The film is about a simpleton Viren (Riteish) who is happy waking up every morning at the crack of dawn and setting off to work as a rickshaw driver. His boss is Bhatti (Tinu Anand), who is busy trying to get his Canada-returned daughter Mini (Genelia) married to a wealthy man. One day, Viren reveals his true dream – to own his own tourist car rental agency – to Bhatti and the next thing he knows the old man makes it his own idea. He sells all his rickshaws, even the one in which Viren hid his hard earned money, and buys luxury cars. Viren is crestfallen and in a drunken stupor lands up at Bhatti’s doorstep during Mini’s engagement to demand his money. Mini doesn’t want to get married to her dad’s choice of groom. She takes advantage of the situation and in less than five minutes, she plots a fake kidnapping with Viren as the baddie and she as his victim. The incidents that follow are forced and predictable. Without any sign of attraction between the kidnapper and victim, there comes a scene where a pitch drunk Mini asks Viren, “Main tumhe kissi karoon?” (May I kiss you?). How? Why? We don’t know. We are sure there could have been better ways to plant the seeds of their love. Genelia and Riteish’s chemistry engage you but there’s only that much they can do without support from the script. Several new and interesting characters enter the plot in the second half, but the film turns from being light and frothy to more serious. The twist in the plot too seems forced as does the melodramatic end.

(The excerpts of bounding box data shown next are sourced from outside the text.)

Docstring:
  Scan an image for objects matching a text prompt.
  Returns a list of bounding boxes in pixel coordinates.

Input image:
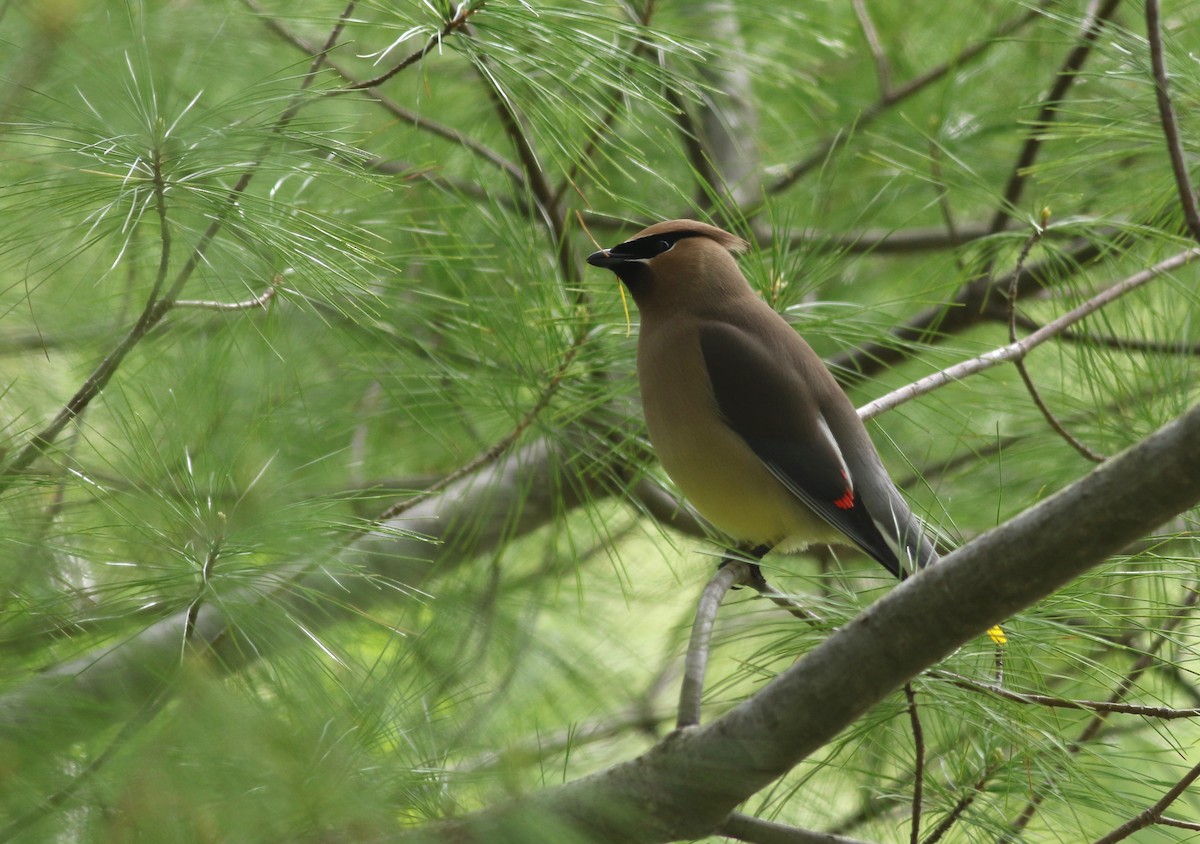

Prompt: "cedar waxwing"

[588,220,937,576]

Genelia had mentioned in an interview that Tery Naal Love Ho Gaya has the mood and setting of Jab We Met, but the story is nothing like the Shahid Kapoor-Kareena Kapoor starrer. However, Genelia’s Mini seems inspired from Jab We Met’s Geet. She is good but how difficult could it have been for Genelia to once again play a vivacious and light-hearted character? She’s done it several times before. On the other hand Riteish seems inconsistent in his act. He is fine as the naïve small-towner, but the problem arises when he has to turn serious. That’s when you feel Riteish should stick to doing what he is best at – cracking jokes and making us laugh.
Music duo Sachin-Jigar’s songs fit well into the plot but are not memorable enough to stay in your heart long after you’ve watched the film. Chirantan Das’ camera work brings alive the small towns of Punjab and Haryana. But overall Mandeep Kaur’s romantic comedy doesn’t live up to the hype it created as being Riteish-Genelia’s first release together in seven years.